When I accepted the concept that I would begin writing a blog, I made myself two promises: 1) No matter what, all honesty all the time. 2) This will be my voice. Any temptation for fiction or caricature shall be avoided. This will be a window into the soul of man who has never stopped believing in the notion that the less sense something makes, the closer to the truth it must be.
So tonight, I write in fear. How is it that a man with a degree from one of the top school's in his country, a Master's degree from Columbia University, years spent traveling the globe on his own, and four years professional experience in finance cannot even warrant a response from anyone? No email, no phone call, no nothing. And I am talking your most basic employment. Is our economy really that bad? Or is it just a case-study proving that the old adage "it's all who you know" is more accurate than any Ivy League recruitment video could ever be?

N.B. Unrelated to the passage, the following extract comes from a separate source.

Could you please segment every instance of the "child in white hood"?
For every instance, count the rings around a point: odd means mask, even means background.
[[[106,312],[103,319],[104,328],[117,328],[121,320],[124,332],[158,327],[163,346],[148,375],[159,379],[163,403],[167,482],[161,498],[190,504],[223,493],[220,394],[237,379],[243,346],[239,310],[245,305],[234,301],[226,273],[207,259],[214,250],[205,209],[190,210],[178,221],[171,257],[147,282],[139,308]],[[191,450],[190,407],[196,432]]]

It is not that I have any regrets about quitting my job in a bank to pursue my passion, because I don't. I also believe that if there was no fear, and this was all coming easy, there would be something false about the whole experience. Therefore I embrace nights like this, where I write another monstrous rent cheque and feel vomit climb its way up my digestive system when I think about how I am going to eat this weekend, let alone have a Memorial Day brew with the rest of them.
It is just like some of the nights I had when I was traveling. I can remember curling up for sleeps in bus stations in New Zealand or on the side of the road In Syria and thinking as scary as it is, these are the moments that will be most remembered when I get home. And there was no doubt that I ever would make it home, it was just a matter of how and when.
And so it is today. How and when will I be able to get out of this crushing pressure of no income and an ineligibility for unemployment? The truth is, I have no idea.
I guess I have my art. Since the theme of the last 60 days has been that "old sayings come true," I can put faith into the notion that artists produce their greatest work when they are left with no other choice. I march on, with no other choice but to look ahead. I am like Pedro in Lou Reed's "Dirty Blvd." I am like that man you read about at age sixty and wish you had the courage to do what he did, forgetting that on Memorial Day Weekends while you were golfing with your pals and hosting barbecues, he was spending days in the New York Public Library living off a health bar his mother bought him because he can't afford his lunch. Perhaps even more accurately, I am like that man you will never hear of. The one who puts all the effort and risk in but collapses exhausted at the end of an anonymous legacy.
The question is, how much is regret worth in a pension fund? Would you sell all your regrets for your financial legacy? Because at times like this, I think I would buy it.
But then I listen to Lou Reed and recall why I am doing all of this in the first place. Fuck debt, right? It's just a number. Especially in today's climate. I am Greece, I am Portugal and Iceland. I am Enron and Worldcom. I am the collapsing DOW. But at the end of the day I know I am left with my soul in tact. And to me, that is worth everything money can and can't buy.
Pretty cool way to listen to a song! The message was certainly a little depressing but what the hell are you gonna do! Keep your head up. Nothing keeps a person hungry (motivationally speaking) like hunger! All of my favorite artists (Kerouac, Bukowski, Kesey etc.) lived like bums before they "made it" financially.